Hipólito dejó el coche en una calle lateral y todos comimos juntos. Aún comíamos cuando Hipólito terminó y se fue al coche. Se reanudo el bombardeo, que en el sótano del hotel sonó como un estallido apagado, y cuando terminamos el almuerzo de sopa de judías, salchichas cortadas en lonchas transparentes y una naranja, subimos a la planta baja, las calles estaban llenas de humo y nubes de polvo. Sobre la acera había una capa de argamasa nueva. Miré hacia la esquina, buscando el coche. Una bomba caída allí mismo había salpicado de escombros toda la calle. Vi el coche. Estaba cubierto de polvo y trozos de cemento.

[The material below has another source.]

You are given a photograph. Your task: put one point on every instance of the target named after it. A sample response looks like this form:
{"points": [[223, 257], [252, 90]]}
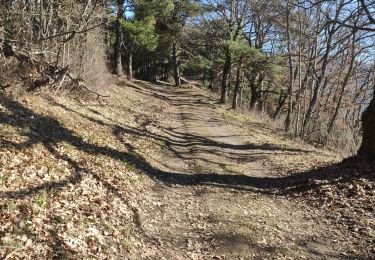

—Dios mío —dije—. Han matado a Hipólito.

Yacía en el asiento del conductor con la cabeza echada hacia atrás. Me acerqué a él con una sensación terrible. Sentía un gran afecto por Hipólito. Hipólito estaba dormido.

—Pensaba que estaba muerto —dije.

Él disimuló un bostezo con el dorso de la mano.

—¡Qué va, hombre! —contestó—. Estoy acostumbrado a dormir después de comer, si tengo tiempo.

—Vamos —dije—. Iremos al bar de Chicote.

—¿Tienen buen café allí?

 —Excelente.

—Está bien —dijo—. Vamos.

Intenté darle algo de dinero cuando abandoné Madrid.

—No quiero nada de usted —dijo.

—Vamos, acéptelo. Compre algo para la familia.

—No —repitió—. Escuche, lo hemos pasado bien, ¿verdad?

Los demás pueden apostar por Franco, Mussolini o Hitler, si lo desean, pero yo apuesto dinero por Hipólito.